Two days after the government eased controls on Argentineans’ rights to purchase dollars, the country’s reserves at the end of Tuesday stood at $28.701 billion — $188 million less than the day before, the nation’s central bank reported Wednesday.
According to the nation’s tax and currency exchange agency AFIP, Argentineans each bought an average $578 on Tuesday at different banks around the country.
President Cristina Fernández de Kirchner, who was in Havana for the Community of Latin American and Caribbean States (CELAC), cut her visit short and returned to Buenos Aires on Wednesday to deal with the dollar crisis.
The Argentinean government decided to lift controls in order to deal with the sharp devaluation of the peso, fueled in part by speculation and soaring purchases of dollars on the black market.
Fernández de Kirchner reportedly asked for support from Latin American leaders to help head off a panic and a ballooning financial crisis in her country, Buenos Aires daily La Nación reported on Wednesday. It was not immediately known what help she asked for.

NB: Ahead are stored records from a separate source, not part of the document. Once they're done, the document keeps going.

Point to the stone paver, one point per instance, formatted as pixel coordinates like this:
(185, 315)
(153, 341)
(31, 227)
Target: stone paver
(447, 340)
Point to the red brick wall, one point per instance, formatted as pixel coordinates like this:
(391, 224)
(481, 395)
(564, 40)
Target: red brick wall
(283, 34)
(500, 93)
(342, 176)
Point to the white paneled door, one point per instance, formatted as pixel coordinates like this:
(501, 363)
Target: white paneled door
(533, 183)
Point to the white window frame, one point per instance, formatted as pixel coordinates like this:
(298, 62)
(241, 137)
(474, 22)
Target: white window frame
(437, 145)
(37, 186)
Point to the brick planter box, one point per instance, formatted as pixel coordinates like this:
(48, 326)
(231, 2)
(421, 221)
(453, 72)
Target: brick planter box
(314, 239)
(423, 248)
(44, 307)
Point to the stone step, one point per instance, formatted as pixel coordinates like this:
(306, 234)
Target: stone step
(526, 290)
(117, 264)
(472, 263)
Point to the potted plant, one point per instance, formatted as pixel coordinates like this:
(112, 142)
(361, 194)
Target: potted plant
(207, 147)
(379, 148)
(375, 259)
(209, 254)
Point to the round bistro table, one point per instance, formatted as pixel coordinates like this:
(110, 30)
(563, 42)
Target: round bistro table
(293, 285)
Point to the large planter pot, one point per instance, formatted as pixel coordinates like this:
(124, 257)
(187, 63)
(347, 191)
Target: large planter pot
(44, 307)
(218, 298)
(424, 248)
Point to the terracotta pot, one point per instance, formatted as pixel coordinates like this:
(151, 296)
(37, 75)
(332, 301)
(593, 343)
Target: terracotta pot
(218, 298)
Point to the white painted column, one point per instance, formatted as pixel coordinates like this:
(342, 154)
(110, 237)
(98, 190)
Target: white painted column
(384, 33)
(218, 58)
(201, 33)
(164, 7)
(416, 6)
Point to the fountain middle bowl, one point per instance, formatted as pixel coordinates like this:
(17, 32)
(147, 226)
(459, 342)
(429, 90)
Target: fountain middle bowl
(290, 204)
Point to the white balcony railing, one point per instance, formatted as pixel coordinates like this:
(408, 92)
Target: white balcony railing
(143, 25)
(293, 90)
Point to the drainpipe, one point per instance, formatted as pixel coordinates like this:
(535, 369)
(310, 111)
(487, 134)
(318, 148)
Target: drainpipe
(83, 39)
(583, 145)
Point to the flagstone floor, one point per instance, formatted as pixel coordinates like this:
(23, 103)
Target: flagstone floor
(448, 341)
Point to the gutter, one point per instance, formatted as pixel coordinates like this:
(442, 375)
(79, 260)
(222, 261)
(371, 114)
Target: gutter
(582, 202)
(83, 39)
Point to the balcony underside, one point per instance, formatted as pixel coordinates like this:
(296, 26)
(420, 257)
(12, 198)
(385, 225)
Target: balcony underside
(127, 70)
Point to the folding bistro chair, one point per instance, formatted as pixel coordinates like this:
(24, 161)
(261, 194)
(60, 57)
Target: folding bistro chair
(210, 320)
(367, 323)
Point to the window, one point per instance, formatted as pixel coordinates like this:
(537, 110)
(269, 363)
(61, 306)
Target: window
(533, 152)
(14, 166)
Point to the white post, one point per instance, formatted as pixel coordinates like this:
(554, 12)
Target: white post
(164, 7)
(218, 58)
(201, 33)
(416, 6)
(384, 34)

At a news conference early Wednesday, Cabinet chief Jorge Capitanich played down the flurry of exchanges, saying that Argentineans purchased some $13 million of the $100 million they had originally requested to buy.
The country’s central bank explained that the drop in reserves was due to the selling of dollars. Argentina’s reserves are at their lowest since 2006.

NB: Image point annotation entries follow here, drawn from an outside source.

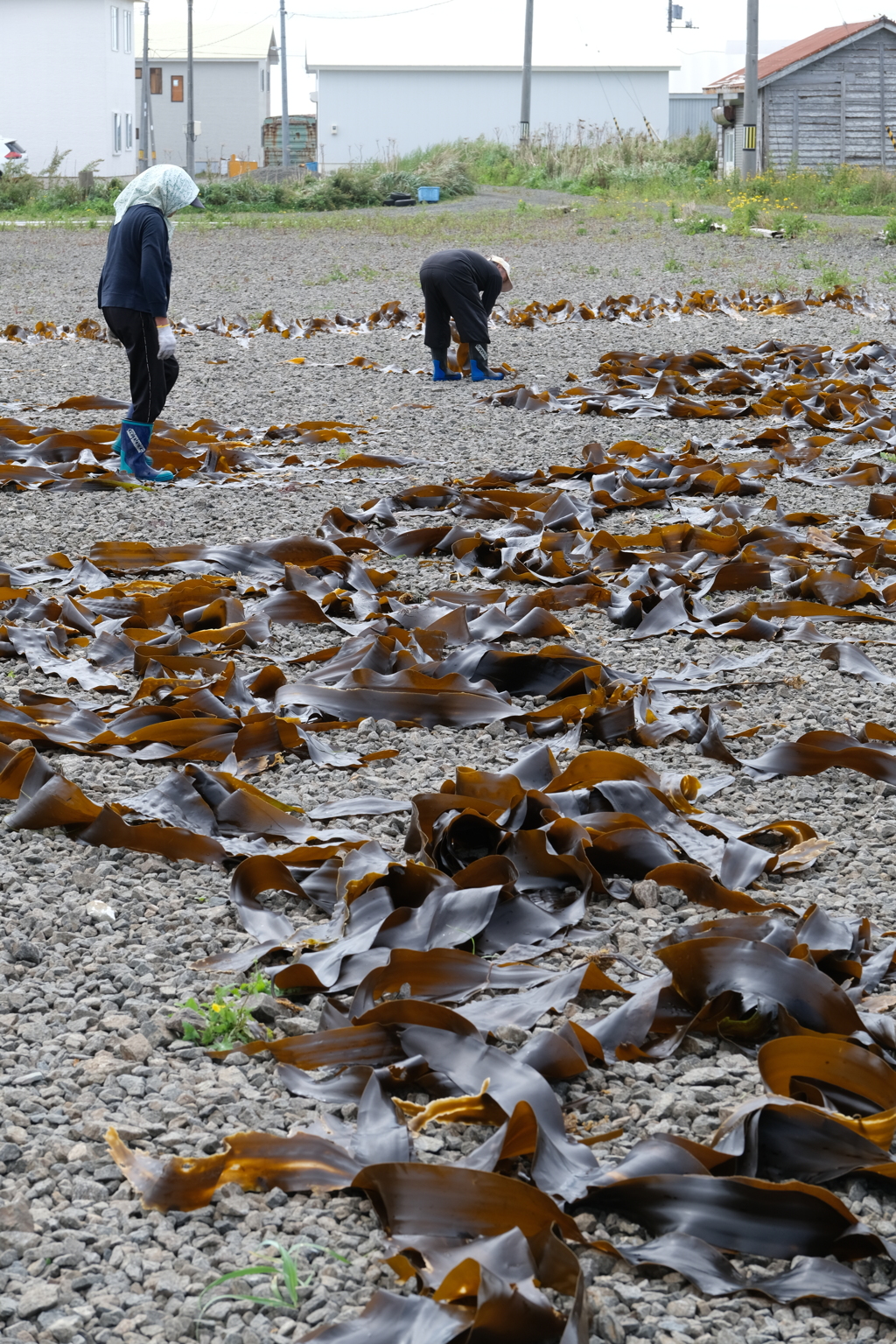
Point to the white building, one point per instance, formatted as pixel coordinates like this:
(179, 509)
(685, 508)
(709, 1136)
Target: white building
(375, 112)
(67, 82)
(231, 89)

Capitanich accused speculators of making purchases on the black market rate (the so-called “blue dollar”), which was selling for just under 13 pesos. He associated such transactions with “drug trafficking, money laundering and tax evasion.” Still, the blue dollar rate was down from last week before the government officially relaxed controls. The government’s official dollar rate closed on Tuesday at 8.01 pesos.
At the same time, the government threatened to issue higher fines — including closures — against businesses involved in price gouging.
“The speculative conduct by many storekeepers and businessmen in Argentina is disgusting,” said Capitanich, who added that the government has already issued more than 30 fines against appliance centers for selling their products at high prices.